Dix nouveaux migrants expulsés des États-Unis vers la Sierra Leone

Dix nouveaux migrants expulsés des États-Unis, originaires du Ghana, du Liberia, du Bénin, du Nigeria et du Togo, sont arrivés vendredi en Sierra Leone, portant à 32 le nombre de personnes envoyées par Washington dans le pays ouest-africain, a annoncé samedi le gouvernement.

Ces expulsions se font dans le cadre d’un dispositif américain controversé d’envoi de ressortissants étrangers en situation irrégulière aux États-Unis vers des pays tiers.

Ce troisième groupe de ressortissants de pays tiers est formé de six Ghanéens, un Libérien, un Béninois, un Nigérian et un Togolais, qui sont arrivés vendredi à l’aéroport de Freetown, selon un communiqué du gouvernement transmis samedi à l’AFP. Il comprend neuf hommes et une femme.

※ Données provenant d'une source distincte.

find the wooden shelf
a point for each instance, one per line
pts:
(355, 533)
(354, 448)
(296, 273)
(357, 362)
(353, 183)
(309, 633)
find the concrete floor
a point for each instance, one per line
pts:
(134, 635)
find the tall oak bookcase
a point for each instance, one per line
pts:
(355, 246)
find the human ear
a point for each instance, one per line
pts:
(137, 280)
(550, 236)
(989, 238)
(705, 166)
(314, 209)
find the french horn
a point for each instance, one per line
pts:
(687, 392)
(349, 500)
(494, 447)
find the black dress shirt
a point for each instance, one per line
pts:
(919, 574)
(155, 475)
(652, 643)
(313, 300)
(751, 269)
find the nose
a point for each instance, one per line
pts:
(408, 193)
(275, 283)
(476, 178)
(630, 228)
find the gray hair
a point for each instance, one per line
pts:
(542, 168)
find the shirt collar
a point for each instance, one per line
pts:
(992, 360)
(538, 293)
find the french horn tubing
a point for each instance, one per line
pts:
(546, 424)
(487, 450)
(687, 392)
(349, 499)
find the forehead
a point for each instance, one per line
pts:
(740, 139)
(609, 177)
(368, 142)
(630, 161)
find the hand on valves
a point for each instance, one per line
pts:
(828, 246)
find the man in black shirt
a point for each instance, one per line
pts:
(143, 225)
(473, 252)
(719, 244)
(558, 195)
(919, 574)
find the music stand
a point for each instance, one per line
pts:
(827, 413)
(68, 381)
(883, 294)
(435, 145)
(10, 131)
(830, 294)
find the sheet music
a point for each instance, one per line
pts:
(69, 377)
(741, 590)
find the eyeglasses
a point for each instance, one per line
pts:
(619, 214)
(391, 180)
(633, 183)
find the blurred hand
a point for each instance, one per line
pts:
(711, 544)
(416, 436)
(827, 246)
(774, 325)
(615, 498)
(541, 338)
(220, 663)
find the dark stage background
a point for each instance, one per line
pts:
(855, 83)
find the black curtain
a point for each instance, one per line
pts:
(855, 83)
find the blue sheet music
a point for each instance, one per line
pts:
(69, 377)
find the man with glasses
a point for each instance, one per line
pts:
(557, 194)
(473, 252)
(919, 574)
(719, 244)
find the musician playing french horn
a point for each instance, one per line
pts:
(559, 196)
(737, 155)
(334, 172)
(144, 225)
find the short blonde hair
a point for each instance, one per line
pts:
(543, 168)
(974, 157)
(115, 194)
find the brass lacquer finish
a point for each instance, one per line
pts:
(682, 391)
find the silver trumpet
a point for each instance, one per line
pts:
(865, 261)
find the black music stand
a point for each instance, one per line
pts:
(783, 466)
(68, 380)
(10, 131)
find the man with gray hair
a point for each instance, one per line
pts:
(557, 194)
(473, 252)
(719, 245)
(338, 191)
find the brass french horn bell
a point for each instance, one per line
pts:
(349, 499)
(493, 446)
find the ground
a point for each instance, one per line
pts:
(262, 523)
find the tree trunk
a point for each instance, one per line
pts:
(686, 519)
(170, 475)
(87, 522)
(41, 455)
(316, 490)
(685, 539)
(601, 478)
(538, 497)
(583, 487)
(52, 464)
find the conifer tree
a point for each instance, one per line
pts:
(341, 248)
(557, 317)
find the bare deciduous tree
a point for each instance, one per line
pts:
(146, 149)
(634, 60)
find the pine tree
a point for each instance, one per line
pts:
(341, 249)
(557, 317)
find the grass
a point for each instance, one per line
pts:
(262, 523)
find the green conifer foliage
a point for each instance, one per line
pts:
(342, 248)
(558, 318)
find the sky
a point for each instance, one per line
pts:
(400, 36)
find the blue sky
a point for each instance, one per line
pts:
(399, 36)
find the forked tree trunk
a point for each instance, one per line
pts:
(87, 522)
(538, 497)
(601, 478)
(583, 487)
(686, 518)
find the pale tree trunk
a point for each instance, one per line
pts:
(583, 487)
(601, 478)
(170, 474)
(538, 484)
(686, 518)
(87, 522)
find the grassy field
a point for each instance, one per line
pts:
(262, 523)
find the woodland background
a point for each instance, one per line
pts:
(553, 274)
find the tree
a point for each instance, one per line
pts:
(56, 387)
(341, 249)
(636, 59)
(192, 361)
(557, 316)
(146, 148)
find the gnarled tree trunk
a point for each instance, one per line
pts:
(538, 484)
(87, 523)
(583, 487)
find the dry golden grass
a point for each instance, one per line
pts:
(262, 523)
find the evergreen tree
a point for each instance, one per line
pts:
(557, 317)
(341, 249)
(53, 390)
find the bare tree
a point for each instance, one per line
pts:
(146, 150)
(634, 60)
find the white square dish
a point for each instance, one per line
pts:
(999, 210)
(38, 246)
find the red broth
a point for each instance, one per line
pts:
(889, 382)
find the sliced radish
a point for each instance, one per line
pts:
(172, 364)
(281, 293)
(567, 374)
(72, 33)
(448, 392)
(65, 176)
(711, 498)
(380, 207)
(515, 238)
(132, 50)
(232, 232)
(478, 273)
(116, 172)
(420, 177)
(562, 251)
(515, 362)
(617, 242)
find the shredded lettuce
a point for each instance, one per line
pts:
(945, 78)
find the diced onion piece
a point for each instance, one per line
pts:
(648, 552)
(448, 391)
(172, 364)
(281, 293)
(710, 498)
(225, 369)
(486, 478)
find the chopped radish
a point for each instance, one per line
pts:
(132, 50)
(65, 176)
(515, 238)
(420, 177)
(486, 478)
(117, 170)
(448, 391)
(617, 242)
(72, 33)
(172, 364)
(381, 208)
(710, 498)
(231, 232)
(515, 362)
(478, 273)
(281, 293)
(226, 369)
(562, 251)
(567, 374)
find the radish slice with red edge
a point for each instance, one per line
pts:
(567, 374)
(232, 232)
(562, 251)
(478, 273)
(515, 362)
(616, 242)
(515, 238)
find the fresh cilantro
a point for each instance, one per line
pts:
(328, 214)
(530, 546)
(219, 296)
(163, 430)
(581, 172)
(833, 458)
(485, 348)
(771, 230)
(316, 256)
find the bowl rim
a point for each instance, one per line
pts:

Ces nouvelles arrivées portent à 32 le nombre de migrants expulsés par les États-Unis vers la Sierra Leone, après 22 personnes envoyées précédemment en deux groupes distincts.

« A l’atterrissage, toutes les (dix) personnes ont été soumises aux formalités obligatoires en matière d’immigration et de sécurité » en coordination avec plusieurs services sierra-léonais, indique le communiqué du gouvernement.

Le groupe de nouveaux arrivants a ensuite été « officiellement transféré à (un lieu à Freetown relevant de) Kenvah Solutions, le prestataire privé de services humanitaires et opérationnels engagé par le gouvernement de Sierra Leone pour gérer l’accueil et les soins » des arrivants dans le cadre de l’accord conclu avec les USA, ajoute le texte.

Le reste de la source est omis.